By Alec Dietz | Lynnwood Times
Almost 30 years ago, Jim Nelson never thought he’d be in this position.
Sitting in a room full of hundreds of applicants, Lynnwood Police Department’s new Chief of Police never thought he’d be one of a handful of people accepted into the local police academies.
“I remember looking around the room, and that was my moment, like this is never going to happen,” he said. “I need to start thinking about what the next step is.”
Nelson would not hear back from the Lynnwood Police Department until a year and a half later. While working in Everett, LDP notified Nelson to interview for the police academy. Nelson is a veteran of the U.S. Marine Corps and prior to moving to Washington state, he worked as a pilot in Alaska.
After the first few interviews, Nelson was nearly convinced he wasn’t going to make it. He checked his answering machine frequently during lunch breaks. Finally, after returning from work one day, he saw the red light on his answering machine.
“Here it is,” Nelson remembered. “They said, ‘we’d like to aim for a polygraph,’ I think it was the next day. There was polygraph, background investigation, psychological investigation, and all these things crammed in.”
The rest, Nelson says, was history.
Once he got through the academy, he began his law enforcement career as a patrol officer, and continued to climb the command structure as a detective, sergeant, sergeant with the South Snohomish County Narcotics Task Force, commander of investigations, and commander of detention at the Lynnwood Municipal Jail.
Four years into his tenure as Deputy Chief, Nelson is now the Police Chief of the same police department that hired him all those years ago. He’s the first internal hire for Lynnwood Police Department Chief of Police since 1975.
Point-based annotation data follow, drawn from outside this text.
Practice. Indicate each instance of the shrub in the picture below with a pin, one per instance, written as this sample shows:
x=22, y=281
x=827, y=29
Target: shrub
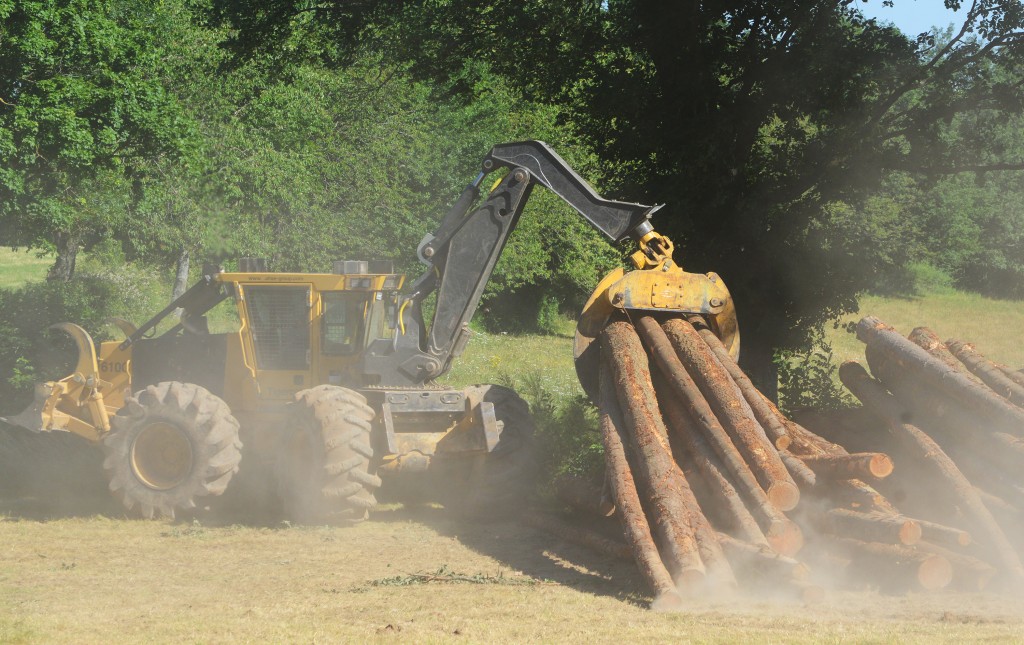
x=31, y=351
x=808, y=378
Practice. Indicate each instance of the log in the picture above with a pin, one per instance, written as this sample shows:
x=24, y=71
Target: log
x=803, y=475
x=627, y=499
x=872, y=394
x=943, y=535
x=985, y=370
x=698, y=457
x=857, y=466
x=953, y=428
x=753, y=560
x=765, y=414
x=916, y=363
x=880, y=527
x=930, y=342
x=654, y=467
x=728, y=404
x=897, y=563
x=774, y=524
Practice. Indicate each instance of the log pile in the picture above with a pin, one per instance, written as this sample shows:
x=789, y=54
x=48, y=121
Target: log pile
x=717, y=490
x=953, y=424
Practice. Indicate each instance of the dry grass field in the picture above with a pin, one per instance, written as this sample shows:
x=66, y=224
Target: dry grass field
x=419, y=575
x=404, y=575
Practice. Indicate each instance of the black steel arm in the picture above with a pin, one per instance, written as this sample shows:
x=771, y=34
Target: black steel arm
x=461, y=255
x=200, y=298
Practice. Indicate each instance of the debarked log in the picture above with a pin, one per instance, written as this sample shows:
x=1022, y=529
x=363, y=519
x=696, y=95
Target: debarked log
x=872, y=394
x=728, y=403
x=635, y=525
x=856, y=466
x=654, y=467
But his approach hasn’t changed since he arrived in Lynnwood.
“I’m not a status quo person,” Nelson said. “I want to look at opportunities for us to improve our product and opportunities for officers to grow and how to serve our officers better. All those things are really important.”
With an emphasis on community engagement, which Nelson said has been one of the largest impacts the COVID-19 pandemic has had on LPD, Nelson is looking into options to continue building connection with the community he serves.
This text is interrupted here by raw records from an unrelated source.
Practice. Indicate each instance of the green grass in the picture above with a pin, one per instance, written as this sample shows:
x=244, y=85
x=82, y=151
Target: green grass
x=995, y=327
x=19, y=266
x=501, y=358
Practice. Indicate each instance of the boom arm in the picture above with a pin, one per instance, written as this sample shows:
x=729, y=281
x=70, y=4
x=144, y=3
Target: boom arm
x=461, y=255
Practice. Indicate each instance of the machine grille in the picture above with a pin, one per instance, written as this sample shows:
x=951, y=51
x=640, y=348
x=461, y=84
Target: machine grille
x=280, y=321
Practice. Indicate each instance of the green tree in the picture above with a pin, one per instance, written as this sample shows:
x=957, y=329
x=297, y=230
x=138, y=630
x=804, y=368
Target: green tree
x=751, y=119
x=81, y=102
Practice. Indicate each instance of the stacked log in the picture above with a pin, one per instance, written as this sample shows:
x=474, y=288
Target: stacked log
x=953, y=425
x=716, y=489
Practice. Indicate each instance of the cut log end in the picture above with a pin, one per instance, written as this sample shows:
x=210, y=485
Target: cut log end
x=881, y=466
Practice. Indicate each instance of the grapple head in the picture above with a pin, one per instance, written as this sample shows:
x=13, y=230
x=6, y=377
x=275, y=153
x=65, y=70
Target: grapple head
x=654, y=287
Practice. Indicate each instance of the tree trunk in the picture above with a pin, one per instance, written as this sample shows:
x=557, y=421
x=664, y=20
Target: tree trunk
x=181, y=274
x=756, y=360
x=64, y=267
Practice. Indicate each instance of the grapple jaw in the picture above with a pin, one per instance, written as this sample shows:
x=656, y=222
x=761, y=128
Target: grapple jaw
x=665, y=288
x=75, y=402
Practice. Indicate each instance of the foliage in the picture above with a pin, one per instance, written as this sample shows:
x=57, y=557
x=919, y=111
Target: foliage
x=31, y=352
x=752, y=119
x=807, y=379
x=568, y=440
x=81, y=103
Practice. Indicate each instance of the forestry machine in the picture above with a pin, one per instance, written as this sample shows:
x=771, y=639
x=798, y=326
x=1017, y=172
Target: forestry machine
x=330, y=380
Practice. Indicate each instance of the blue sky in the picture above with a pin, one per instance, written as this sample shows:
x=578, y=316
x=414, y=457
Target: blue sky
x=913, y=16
“That’s something for the past four years we’ve really been working on, really been emphasizing that, all the way down to the patrol officer level, Nelson said. “How do we get them engaged?”
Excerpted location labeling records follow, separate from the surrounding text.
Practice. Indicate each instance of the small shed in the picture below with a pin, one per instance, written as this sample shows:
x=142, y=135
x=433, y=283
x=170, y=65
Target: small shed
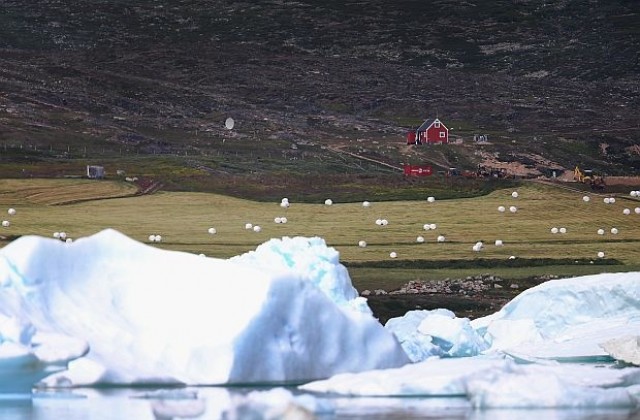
x=432, y=131
x=95, y=172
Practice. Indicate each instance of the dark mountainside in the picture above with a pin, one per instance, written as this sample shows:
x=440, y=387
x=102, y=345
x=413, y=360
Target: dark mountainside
x=552, y=83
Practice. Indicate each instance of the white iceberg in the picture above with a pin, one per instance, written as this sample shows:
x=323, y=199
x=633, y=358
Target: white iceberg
x=625, y=348
x=27, y=356
x=493, y=382
x=424, y=334
x=156, y=316
x=566, y=319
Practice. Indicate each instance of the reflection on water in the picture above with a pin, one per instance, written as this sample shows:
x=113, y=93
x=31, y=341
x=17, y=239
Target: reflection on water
x=237, y=404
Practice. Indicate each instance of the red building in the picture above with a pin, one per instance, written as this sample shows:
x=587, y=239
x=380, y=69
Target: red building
x=432, y=131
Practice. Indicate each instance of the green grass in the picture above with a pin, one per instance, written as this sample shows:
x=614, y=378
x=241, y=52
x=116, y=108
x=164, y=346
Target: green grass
x=183, y=219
“They’re so busy on calls, a lot of times during the day they’re just moving from call to call to call to call. But how do we find those moments where they’re not … just swinging by the park, or just stopping in a neighborhood, or stopping into a business and just having that brief interaction.”
Nelson outlined the several community engagements that LPD has every year, including the Cops and Clergy program, Coffee with a Cop, the Cops and Kids camp, have been cancelled because of COVID-19 restrictions.
On top of that, dealing with the budget and still finishing up some of his Deputy Chief duties, Nelson emphasized officer wellness. An avid hiker and lover of anything related to the outdoors, Chief Nelson understands the need to get away from work from time-to-time.
“I really encourage people to take them time off, and when they take their time off, I tell them — you know, the tendency is take your work phone with you and check your emails — leave that at home. You’re on your vacation,” Nelson said.
But more than anything, Nelson likes to stay busy. Whether it’s hiking local trails with his daughter, working at the police station, or engaging with the community, the newly sworn-in Chief of Police wants Lynnwood residents to know that he’s going to do everything he can to continue to serve the community.
Standing up for officer wellness, working on the new Community Justice Center renovation, and stepping into his new role as Police Chief are just part of the equation. “We really have a great community in Lynnwood, and we really enjoy being part of it,” Nelson said. “It’s a partnership. Communication is a two-way street, and so it’s our goal to continue to improve that. I know there’s always work to be done for sure. My goal is to do that work and do what we can to improve our service overall.”